According to Bridget Bentz Sizer in an article titled Seven Tips for Practicing Positive Discipline, positive reinforcement has prolific effects on child behavior regulation (Sizer, 2013). She maintains that parental attention, time, and verbal encouragement are perhaps the most effective tools in enhancing desirable behaviors; and indeed, children require the acceptance and emotional support of parents or primary caregivers in order to develop properly across various domains (cognitive, social, emotional, etc.). Sizer reasons further that if the child spends more time behaving desirably, he or she will, consequently, spend less time behaving undesirably. Eventually, all desired behaviors have been positively reinforced so frequently that they significantly outnumber undesired behaviors and constitute the majority of the child’s energy and attentional investment, hopefully streamlining the positive developmental outcomes available to the child as he or she grows older. Of course, positive reinforcement cannot sustain positive development without consistency, an aspect of parenting particularly difficult to maintain when allowing relatives, friends, or others temporarily to care for children.

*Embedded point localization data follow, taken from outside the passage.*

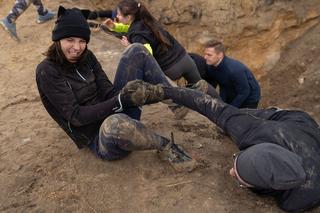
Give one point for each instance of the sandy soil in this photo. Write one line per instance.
(41, 170)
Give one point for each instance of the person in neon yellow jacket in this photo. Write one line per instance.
(141, 27)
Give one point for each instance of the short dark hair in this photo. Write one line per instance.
(217, 45)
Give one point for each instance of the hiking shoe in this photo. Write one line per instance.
(179, 111)
(177, 157)
(41, 19)
(10, 28)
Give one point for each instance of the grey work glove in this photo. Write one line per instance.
(137, 93)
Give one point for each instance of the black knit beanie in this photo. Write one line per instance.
(71, 23)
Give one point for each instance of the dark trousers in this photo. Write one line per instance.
(226, 116)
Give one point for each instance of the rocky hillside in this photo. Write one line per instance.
(255, 31)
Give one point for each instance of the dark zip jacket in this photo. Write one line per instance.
(237, 84)
(140, 33)
(77, 96)
(299, 133)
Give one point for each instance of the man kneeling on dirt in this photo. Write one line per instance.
(279, 149)
(78, 95)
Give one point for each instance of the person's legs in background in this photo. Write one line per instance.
(8, 23)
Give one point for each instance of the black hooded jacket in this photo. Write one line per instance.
(77, 96)
(300, 134)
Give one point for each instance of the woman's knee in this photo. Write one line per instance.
(134, 49)
(117, 125)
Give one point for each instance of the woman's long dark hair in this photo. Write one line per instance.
(55, 54)
(140, 12)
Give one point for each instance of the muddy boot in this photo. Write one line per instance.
(177, 157)
(138, 93)
(179, 111)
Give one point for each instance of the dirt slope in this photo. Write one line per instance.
(41, 170)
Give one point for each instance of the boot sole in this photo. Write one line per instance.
(8, 31)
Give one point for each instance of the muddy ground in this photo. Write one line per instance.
(41, 170)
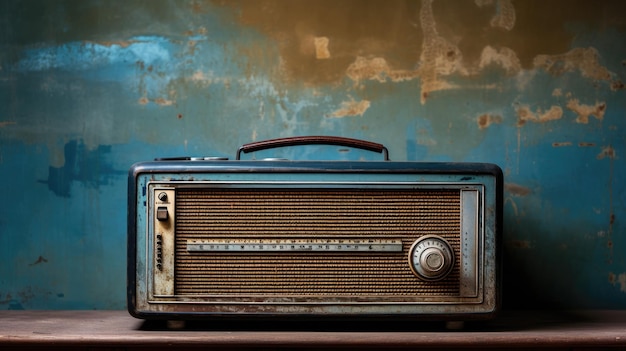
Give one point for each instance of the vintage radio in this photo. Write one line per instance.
(211, 238)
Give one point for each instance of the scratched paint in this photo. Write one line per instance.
(534, 86)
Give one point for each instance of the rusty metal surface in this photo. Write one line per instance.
(87, 89)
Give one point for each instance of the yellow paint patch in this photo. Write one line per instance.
(607, 152)
(584, 60)
(321, 48)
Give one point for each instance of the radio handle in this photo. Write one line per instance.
(314, 139)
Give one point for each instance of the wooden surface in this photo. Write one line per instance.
(118, 330)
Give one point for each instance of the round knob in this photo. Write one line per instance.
(431, 258)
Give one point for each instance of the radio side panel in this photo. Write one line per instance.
(173, 245)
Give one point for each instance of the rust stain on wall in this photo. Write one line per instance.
(504, 57)
(524, 114)
(607, 152)
(505, 13)
(321, 48)
(516, 189)
(351, 108)
(324, 41)
(485, 120)
(584, 60)
(584, 111)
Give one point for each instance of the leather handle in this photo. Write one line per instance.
(314, 139)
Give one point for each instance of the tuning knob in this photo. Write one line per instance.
(431, 258)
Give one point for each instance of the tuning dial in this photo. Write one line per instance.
(431, 258)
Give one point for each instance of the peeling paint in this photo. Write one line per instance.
(584, 111)
(505, 15)
(376, 68)
(607, 152)
(504, 57)
(351, 108)
(524, 114)
(584, 60)
(438, 57)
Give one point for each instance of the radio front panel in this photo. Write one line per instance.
(278, 239)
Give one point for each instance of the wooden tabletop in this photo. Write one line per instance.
(117, 329)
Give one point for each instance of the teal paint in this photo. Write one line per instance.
(87, 89)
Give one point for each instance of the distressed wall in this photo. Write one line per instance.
(90, 87)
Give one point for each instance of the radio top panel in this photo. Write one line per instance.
(242, 238)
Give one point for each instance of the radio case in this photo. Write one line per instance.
(245, 239)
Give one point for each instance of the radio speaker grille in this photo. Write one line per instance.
(312, 213)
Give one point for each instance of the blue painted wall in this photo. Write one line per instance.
(89, 87)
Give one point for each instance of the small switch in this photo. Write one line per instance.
(162, 213)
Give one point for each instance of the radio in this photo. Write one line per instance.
(210, 238)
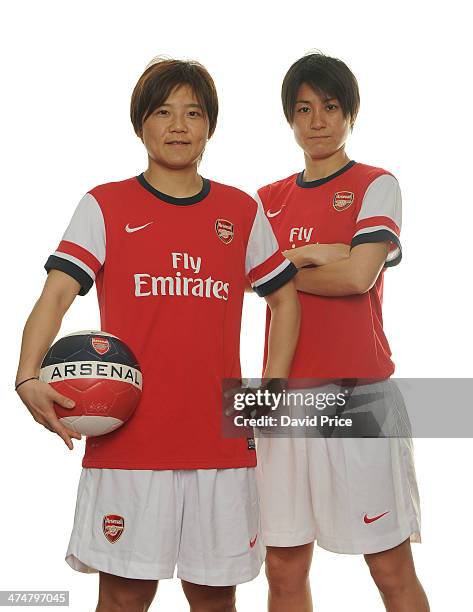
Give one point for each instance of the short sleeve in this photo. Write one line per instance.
(81, 252)
(265, 265)
(380, 217)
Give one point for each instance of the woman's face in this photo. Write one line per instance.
(176, 132)
(319, 126)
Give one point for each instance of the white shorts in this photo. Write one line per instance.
(350, 495)
(142, 523)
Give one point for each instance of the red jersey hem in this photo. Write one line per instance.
(171, 465)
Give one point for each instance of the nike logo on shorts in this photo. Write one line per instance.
(374, 518)
(135, 229)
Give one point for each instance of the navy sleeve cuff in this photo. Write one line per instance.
(64, 265)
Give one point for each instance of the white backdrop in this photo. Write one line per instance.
(68, 70)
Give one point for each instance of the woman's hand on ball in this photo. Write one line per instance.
(39, 398)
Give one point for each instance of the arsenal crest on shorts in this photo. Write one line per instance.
(113, 526)
(343, 199)
(224, 230)
(100, 345)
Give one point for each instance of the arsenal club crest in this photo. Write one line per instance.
(224, 230)
(101, 345)
(113, 526)
(343, 200)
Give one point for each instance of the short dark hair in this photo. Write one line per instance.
(327, 75)
(160, 78)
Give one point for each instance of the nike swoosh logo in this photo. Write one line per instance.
(270, 214)
(374, 518)
(135, 229)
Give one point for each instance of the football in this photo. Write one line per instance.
(100, 373)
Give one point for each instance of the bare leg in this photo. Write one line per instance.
(394, 574)
(287, 570)
(117, 594)
(204, 598)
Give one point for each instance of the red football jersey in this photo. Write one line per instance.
(170, 276)
(340, 337)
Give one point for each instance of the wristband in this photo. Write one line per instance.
(26, 380)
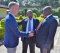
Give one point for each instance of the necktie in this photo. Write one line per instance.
(29, 26)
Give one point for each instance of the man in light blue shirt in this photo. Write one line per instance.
(12, 34)
(29, 24)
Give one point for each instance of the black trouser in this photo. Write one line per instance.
(25, 43)
(48, 50)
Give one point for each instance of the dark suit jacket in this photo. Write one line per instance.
(24, 25)
(45, 34)
(11, 33)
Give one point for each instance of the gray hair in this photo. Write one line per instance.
(12, 3)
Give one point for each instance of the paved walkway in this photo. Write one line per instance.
(55, 50)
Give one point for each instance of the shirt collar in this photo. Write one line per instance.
(31, 19)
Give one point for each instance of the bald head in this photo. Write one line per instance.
(47, 10)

From personal experience, my own parents ensured that I followed consistent rules, such as a consistent bedtime and respectful regard for my elders. I learned that there were predictable features of the world and that my behaviors could evoke consistent effects aligned with these predictable features. For example, knowing that calling my grandfather “sir” would produce a positive response in my mother allowed me to act appropriately so that I could acquire her emotional reinforcement. Interestingly, my parents raised my younger sister more permissively, giving her ambiguous bedtimes and little instruction regarding how she should address older relatives. In consequence, her behavior has proved problematic for them since she does not behave consistently herself. As such, the responsibility for her correct behavior (however defined) is delineated to my parents and, in fact, to the parent of any child and is contingent on consistent, positive reinforcement resulting from an authoritative parenting style.




Anderson, A. R. Tips on the Misuses of Negative Reinforcement for Parents. 2013.


Pearl, Micheal. To Train  Up a Child. 1994.


Sizer, Bridget. Seven Tips for Practicing Positive Discipline. 2013.